Courts should continue to reject these claims by businesses.   So far courts that have heard these businesses claims that they are exempt from anti-discrimination laws but we’ve only seen a smattering of these cases.  So courts should continue to elevate anti discrimination over discrimination in the name of religious liberty.

Finally legislatures around the country should stop passing and proposing these awful, awful, awful, bathroom bills which are about fear mongering and they’re about the religious right’s view of what religion should be.  Their way or the highway.

So the pundits and the politicians are going to be talking about gun control, absolutely we’re going to have that conversation.  We’ve heard it a million times before, we’ll hear it again.  But I encourage you all to bring up this connection too.  Let’s protect the civil rights of LGBT people here in America.”

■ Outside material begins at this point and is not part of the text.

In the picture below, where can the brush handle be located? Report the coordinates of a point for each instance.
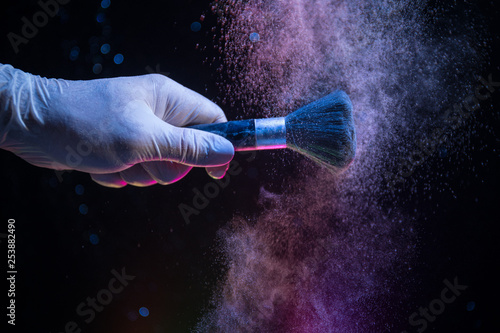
(252, 134)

Connell redirected the crowd to another issue that she said might be misguided in media and public accounts, “We cannot allow this to be put off as simply another foreign inspired problem.  This problem exists here in the United States right now.”  Drawing applause from the crowd she went on,

“It’s going to fit the agenda of those who want to simply say that [the shooter] is an Islamist extremist.  They want you to believe that this is all that is going on here.  Why did this guy drive two hours to a gay nightclub to shoot people with an assault rifle?  We know it’s more than simply Islamic extremism.  We’re not  going to let people get away with saying that this is simply a problem with Islam or Muslim people.”

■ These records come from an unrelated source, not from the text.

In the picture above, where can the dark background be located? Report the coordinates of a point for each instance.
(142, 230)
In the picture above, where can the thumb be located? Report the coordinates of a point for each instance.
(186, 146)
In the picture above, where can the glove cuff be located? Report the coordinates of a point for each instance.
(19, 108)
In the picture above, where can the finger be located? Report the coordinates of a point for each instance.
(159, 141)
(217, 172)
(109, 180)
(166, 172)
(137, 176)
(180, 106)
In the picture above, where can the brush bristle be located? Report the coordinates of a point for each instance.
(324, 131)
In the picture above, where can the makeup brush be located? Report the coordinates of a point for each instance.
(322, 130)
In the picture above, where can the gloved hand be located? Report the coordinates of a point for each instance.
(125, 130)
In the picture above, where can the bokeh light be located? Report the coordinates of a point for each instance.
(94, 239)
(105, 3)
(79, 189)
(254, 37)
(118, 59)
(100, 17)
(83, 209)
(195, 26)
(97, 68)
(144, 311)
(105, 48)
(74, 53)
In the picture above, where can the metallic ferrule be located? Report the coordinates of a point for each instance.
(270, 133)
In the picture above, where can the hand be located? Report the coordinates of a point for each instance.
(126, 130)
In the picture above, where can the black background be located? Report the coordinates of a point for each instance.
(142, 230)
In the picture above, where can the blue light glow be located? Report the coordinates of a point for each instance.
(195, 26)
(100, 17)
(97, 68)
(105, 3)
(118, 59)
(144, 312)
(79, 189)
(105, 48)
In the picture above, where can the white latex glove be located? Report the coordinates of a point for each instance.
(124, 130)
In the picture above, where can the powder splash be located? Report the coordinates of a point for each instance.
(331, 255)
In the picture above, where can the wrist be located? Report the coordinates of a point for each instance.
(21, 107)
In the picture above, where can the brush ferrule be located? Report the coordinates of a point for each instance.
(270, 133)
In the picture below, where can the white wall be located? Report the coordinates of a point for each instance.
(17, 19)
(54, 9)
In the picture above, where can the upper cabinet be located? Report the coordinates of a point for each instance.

Hadi Abdulmatim represented the Islamic Center of Boulder who reiterated Connell’s statement while describing his reaction to word of the shooting.  As a Muslim he cringed at learning the shooters Arabic name, “I can’t even mourn the death and murder of my own countrymen now I have to go and make a statement that this doesn’t represent us as if somehow as a Muslim I’m tied to a criminal who goes and commits a criminal act.  On behalf of the Islamic Center of Boulder we join our fellow Americans in condemning the act of violence.  We offer our condolences to the families for their great loss from this tragic event.”

BSeedz is planning a vigil Wednesday June 15, 2016 at 6:30 p.m. beginning at 4130 Tejon St. and walking to La Raza Park.

The hotline maintained by BSeedz and SOL is 1-888-839-5204.